= Ouaddaï highlands =

Highland area in Chad along the border with Sudan
Ouaddaï Highlands is an area in east of Chad along the border with Sudan. The Ennedi Plateau and the Ouaddaï highlands in the east of Chad complete the image of a gradually sloping basin, which descends towards Lake Chad. There are also central highlands in the Guera region rising to 1500 m.

==Water systems==
Batha River is an important ephemeral river that carries water west from these highlands during rainy seasons, usually during flash flooding.

==The land==
Ouaddaï highlands mark Chad's eastern border and also divide the Chad and Nile watersheds.
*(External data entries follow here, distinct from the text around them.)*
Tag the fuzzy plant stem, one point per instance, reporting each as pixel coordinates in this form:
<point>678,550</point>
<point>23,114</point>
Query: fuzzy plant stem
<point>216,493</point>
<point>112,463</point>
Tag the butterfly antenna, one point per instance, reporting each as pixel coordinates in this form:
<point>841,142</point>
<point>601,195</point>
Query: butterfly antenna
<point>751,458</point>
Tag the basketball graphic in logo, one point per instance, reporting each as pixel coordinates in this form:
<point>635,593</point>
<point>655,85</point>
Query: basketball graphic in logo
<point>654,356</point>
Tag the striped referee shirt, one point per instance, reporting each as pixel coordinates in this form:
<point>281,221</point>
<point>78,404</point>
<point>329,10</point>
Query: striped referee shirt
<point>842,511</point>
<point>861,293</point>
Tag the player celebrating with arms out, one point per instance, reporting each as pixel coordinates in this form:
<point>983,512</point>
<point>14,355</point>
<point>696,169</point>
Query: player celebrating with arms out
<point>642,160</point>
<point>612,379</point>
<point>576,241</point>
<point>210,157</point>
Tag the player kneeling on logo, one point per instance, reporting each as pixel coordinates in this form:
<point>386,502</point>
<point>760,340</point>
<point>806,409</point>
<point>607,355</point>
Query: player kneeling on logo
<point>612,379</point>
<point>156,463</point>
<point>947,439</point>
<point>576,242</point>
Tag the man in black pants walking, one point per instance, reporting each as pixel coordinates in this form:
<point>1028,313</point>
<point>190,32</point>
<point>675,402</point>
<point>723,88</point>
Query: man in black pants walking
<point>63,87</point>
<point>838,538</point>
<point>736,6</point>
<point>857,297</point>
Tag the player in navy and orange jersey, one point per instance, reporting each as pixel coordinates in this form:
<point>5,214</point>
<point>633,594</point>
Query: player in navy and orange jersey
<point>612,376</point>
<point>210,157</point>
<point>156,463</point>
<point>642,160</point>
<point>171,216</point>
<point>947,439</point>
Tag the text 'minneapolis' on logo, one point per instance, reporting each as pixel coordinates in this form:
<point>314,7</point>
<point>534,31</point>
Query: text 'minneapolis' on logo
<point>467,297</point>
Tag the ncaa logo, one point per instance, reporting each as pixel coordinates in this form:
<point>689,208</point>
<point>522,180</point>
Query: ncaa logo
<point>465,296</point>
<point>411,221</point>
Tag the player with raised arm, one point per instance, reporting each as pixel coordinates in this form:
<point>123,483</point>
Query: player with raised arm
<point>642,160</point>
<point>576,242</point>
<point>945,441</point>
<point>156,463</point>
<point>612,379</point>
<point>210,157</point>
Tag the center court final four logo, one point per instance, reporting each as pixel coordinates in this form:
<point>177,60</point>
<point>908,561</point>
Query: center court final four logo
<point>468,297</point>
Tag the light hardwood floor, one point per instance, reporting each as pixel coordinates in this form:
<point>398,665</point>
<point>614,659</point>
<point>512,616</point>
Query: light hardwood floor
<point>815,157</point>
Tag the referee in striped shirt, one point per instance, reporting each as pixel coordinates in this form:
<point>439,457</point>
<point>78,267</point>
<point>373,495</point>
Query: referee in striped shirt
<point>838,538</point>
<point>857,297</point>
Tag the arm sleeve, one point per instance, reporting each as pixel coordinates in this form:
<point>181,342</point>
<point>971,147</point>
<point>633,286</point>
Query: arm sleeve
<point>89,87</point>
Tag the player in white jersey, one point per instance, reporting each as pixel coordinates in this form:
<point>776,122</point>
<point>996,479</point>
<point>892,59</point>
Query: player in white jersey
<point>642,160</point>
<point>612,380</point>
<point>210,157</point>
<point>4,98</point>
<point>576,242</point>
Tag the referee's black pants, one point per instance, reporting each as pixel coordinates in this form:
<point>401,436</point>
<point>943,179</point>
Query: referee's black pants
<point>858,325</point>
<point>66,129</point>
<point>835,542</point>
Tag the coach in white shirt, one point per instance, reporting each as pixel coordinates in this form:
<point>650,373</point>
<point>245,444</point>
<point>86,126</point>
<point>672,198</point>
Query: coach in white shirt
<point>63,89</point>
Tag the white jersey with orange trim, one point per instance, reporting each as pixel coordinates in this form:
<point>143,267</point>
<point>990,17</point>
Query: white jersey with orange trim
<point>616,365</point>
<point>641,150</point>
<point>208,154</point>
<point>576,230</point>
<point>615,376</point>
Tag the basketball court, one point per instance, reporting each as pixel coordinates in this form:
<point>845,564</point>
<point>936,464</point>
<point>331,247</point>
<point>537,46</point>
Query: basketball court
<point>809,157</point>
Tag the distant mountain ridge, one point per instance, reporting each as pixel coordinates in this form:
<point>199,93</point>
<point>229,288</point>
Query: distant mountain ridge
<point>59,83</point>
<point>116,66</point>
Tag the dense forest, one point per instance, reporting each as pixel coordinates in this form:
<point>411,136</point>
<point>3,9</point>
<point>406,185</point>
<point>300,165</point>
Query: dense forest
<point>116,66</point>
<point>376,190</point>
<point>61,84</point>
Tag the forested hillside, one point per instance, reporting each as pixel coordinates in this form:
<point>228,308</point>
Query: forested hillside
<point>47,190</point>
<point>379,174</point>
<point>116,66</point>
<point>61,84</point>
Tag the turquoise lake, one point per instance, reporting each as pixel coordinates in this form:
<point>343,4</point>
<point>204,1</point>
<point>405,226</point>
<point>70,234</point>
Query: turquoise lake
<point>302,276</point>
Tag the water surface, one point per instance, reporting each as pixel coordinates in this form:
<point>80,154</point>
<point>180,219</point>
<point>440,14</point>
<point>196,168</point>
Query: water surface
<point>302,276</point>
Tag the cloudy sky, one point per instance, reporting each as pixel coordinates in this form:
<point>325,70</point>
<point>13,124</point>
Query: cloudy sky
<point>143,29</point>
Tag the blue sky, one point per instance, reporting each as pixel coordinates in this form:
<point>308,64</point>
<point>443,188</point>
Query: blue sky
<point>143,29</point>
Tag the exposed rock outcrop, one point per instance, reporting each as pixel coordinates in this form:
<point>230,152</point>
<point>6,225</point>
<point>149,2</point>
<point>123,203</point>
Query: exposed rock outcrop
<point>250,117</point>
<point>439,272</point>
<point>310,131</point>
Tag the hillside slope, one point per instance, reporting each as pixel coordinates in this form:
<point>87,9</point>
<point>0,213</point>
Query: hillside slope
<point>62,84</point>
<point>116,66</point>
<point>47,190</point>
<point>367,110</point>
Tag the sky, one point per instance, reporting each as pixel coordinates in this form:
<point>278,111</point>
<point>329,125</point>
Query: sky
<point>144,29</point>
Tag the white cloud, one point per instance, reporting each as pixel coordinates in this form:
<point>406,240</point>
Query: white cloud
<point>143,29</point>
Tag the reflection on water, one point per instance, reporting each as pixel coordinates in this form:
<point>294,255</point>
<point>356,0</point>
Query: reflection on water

These highland areas are part of the East Saharan montane xeric woodlands ecoregion.

==Yellow Nile==
The Yellow Nile is a former tributary that connected the Ouaddaï highlands of eastern Chad to the Nile River Valley ca. 8000 to ca. 1000 BCE. Its remains are known as the Wadi Howar. The wadi passes through West Darfur near the northern border with Chad and meets up with the Nile near the southern point of the Great Bend.

==Ouaddai Empire==

The Ouaddai Empire (1635–1912) (Also Wadai Empire) was originally a non-Muslim kingdom, located to the east of Lake Chad in present-day Chad. It emerged in the sixteenth century as an offshoot of the Sultanate of Darfur (in present-day Sudan) to the northeast of the Kingdom of Baguirmi.